ADD REPLY • link 3.8 years ago by antonioggsousa 3.2k

1

Entering edit mode

Hi Antonio,

Thanks for your response. I have previously done usearch-sintax with other fasta files on rdp_16s_v16_sp.fa as a database, without any problems.

What I want to do is annotate a PacBio fasta file of mine (pacbio_otu.fasta) to get a new taxonomy-annotated fasta file with lines like this:

consensus=Uniq2;size=24;seqs=2;tax=d:Bacteria,p:"Proteobacteria",c:Gammaproteobacteria,o:"Vibrionales",f:Vibrionaceae GTTACCTTGTTACGACTTCACCCCAATCATCTATCCCACCTTAGGCGGCTGGCTCCAAAAGGTTACCTCACCGACTTCGG

I do not have an annotated fasta file like the above, and am looking to have that.

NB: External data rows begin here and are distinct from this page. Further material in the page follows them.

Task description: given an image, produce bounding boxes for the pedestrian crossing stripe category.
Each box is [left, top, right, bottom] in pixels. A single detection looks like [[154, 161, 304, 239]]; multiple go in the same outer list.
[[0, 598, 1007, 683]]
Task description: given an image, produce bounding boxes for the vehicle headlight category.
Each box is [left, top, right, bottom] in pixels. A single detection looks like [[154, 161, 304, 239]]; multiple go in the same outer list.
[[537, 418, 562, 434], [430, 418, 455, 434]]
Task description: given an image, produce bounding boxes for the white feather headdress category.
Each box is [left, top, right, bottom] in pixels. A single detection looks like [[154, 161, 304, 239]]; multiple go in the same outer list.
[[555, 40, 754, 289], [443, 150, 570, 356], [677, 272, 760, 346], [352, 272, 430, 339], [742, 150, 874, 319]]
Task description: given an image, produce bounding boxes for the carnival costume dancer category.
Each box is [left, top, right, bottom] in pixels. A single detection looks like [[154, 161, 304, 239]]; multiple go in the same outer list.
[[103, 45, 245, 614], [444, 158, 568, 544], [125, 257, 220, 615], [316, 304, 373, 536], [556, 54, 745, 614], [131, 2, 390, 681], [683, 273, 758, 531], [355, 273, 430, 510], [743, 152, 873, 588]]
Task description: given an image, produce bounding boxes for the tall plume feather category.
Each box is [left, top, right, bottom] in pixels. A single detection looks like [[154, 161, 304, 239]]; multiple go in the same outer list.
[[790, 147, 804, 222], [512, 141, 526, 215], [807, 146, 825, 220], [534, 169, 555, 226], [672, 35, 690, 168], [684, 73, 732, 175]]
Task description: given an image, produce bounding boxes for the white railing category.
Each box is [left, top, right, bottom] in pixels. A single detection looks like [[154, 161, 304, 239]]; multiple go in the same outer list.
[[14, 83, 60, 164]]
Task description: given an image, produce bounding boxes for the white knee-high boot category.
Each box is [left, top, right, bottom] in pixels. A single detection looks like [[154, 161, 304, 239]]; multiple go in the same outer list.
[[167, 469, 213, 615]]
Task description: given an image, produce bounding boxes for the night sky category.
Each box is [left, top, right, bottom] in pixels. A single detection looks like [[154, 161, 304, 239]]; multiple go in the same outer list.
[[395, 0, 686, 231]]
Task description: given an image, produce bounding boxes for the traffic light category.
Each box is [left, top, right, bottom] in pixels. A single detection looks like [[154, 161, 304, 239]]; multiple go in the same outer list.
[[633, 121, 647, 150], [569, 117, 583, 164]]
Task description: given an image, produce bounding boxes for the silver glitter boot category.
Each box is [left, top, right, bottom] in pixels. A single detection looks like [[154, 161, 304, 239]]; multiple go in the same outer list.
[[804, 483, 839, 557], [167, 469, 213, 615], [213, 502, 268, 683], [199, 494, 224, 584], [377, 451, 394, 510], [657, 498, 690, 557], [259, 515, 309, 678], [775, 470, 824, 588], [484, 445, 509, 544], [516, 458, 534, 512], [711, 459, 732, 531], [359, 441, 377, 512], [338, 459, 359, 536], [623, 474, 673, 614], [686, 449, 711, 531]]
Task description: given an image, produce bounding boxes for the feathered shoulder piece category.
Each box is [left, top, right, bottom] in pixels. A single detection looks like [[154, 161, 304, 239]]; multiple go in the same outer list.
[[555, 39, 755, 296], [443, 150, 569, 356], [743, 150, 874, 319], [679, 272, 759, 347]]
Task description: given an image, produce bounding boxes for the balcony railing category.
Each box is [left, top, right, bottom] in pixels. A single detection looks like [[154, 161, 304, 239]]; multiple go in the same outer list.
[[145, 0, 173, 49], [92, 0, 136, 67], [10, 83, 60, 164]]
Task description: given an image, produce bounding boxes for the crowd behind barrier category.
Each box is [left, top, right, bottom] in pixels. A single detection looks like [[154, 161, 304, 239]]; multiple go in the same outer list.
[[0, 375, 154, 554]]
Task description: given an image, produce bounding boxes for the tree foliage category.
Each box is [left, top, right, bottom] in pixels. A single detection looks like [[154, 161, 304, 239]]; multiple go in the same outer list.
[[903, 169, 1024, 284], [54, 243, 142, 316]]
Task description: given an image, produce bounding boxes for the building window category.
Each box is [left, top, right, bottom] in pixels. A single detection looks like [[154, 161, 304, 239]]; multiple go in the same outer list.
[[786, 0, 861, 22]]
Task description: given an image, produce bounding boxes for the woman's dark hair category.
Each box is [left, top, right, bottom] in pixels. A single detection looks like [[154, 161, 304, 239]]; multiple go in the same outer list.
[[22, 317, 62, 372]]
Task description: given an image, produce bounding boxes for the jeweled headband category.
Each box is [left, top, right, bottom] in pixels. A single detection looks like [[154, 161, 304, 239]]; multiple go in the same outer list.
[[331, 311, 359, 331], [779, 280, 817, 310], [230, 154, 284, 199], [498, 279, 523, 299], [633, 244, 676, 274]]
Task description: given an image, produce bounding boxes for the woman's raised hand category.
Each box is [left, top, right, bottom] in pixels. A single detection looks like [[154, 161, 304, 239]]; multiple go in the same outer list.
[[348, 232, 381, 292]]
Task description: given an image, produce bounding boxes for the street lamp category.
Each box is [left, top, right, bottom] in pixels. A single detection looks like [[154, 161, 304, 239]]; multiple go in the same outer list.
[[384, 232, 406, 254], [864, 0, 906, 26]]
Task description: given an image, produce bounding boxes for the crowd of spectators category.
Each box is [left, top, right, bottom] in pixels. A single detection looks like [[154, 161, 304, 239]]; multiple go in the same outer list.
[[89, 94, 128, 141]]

'EF599163_S000871589' should represent a particular OTU. The RDP taxonomy database (rdp_16s_v16_sp.fa) was obtained from https://drive5.com/usearch/manual/sintax_downloads.html

Cheers!

ADD REPLY • link 3.8 years ago by zach ▴ 10

score 0 · Answer 1 · 2020-08-06

For my situation, are there any ways or scripts to produce my own taxonomy database in fasta format?

Although you can use any taxonomic classification pipeline to "annotate" your own fasta file (I would use DADA2+phyloseq for this, but a huge combination of tools could do the work), your annotated fasta will be no better than the original RDP database you used to classify your own sequences, and can even introduce wrong classifications. So my advice is to just use the RDP fasta, or any other curated database you deem appropriate.